Singing in the Spirit of Edward Thomas Parts 1 & 2
Singing in the Spirit of Edward Thomas Part 2 is an hour-long "gig theatre" piece, featuring a mix of new settings of Thomas' poetry, folk song, readings of his prose work and sound design that includes recordings made during Singing in the Spirit of Edward Thomas Part 1. This was a singing walk around Steep in Hampshire inspired by Thomas' "Pocket Book of Poems and Songs for the Open Air", that took place on 9th April 2017 to commemorate the centenary of Thomas' death.
During his short life, Thomas wrote a huge number of words about nature and about walking, particularly in the south of England; he found “deepest ease and joy out of doors”. He was also a keen singer, preferring "Somer is icumen in to Beethoven”, having grown up hearing the Welsh songs of his mother and aunt. His writing is full of references to the sounds around him and it's been estimated that up to a third of his poems are influenced by song or music; some contain direct quotes from songs; some share the form and rhythm of a specific song; others reference heard instruments and melodies.
This moving piece, part song cycle, part sound installation, part reading, is being extended for performances in 2018 to commemorate the end of the first world war. Despite being killed in action, Thomas writes not of life in the trenches but rather the landscape of home left behind and, as a pioneering environmentalist, his work strives to "show us our position, responsibilities and debts among the other inhabitants of the earth". A sentiment as relevant today as it's ever been.
Composition, sound design, voice, double bass - Rebecca Askew
Tenor saxophone - Lisa Guile
Trombone - Donald Manson
Cornet, electronics - Al Strachan
Often I had gone this way before:
But now it seemed I never could be
And never had been anywhere else;
'Twas home; one nationality
We had, I and the birds that sang,
They welcomed me. I had come back
That eve somehow from somewhere far:
The April mist, the chill, the calm,
Meant the same thing familiar
And pleasant to us, and strange too,
Yet with no bar.
The thrush on the oaktop in the lane
Sang his last song, or last but one;
And as he ended, on the elm
Another had but just begun
His last; they knew no more than I
The day was done.
Then past his dark white cottage front
A labourer went along, his tread
Slow, half with weariness, half with ease;
And, through the silence, from his shed
The sound of sawing rounded all
That silence said.
"So evocative....you sit absolutely entranced, you could feel the audience...."
"Absolutely stunning!

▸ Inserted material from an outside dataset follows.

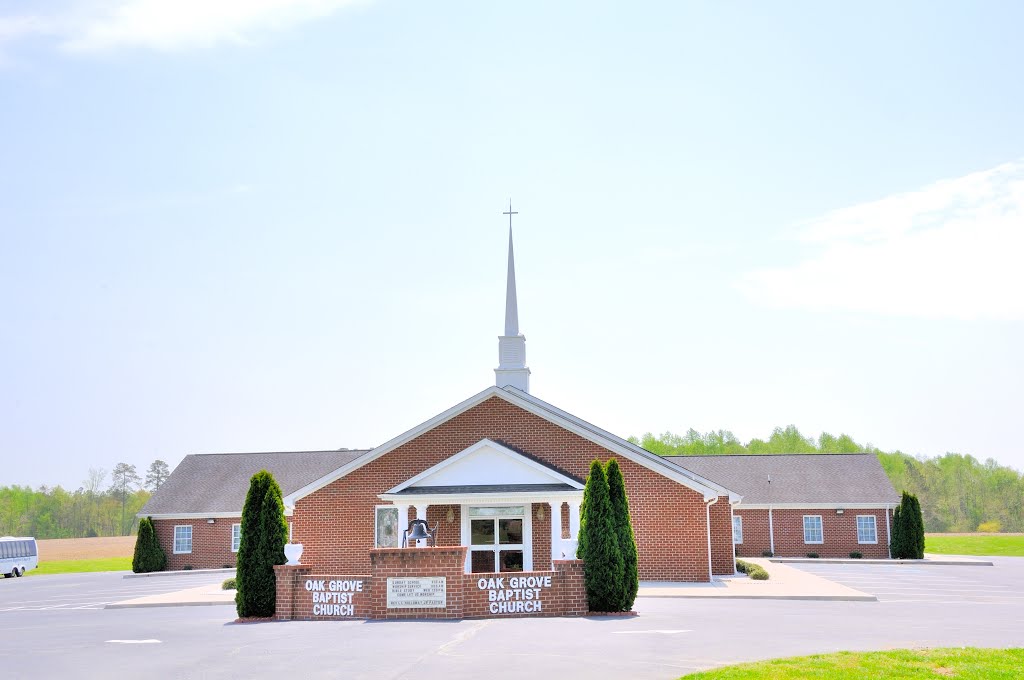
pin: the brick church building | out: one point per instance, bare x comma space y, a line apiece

Very well thought through, I could visualise it, I could see it as a film"
"I thought it was brilliant! I thought some of the connections between the music and the words were beautiful"
"The sound effects are great!"
Suddenly the silence of the chalky lane is riven and changed into a song.….. it is the nightingale’s ….Beautiful as the notes are for their quality and order, it is their inhumanity that gives them their utmost fascination, the mysterious sense which they bear to us that earth is something more than a human estate, that there are things not human yet of great honour and power in the world. The very first rush and the following wail empty the brain of what is merely human and leave only what is related to the height and depth of the whole world. Here for this hour we are remote from the parochialism of humanity. The bird has admitted a larger air. We breathe deeply of it and are made citizens of eternity.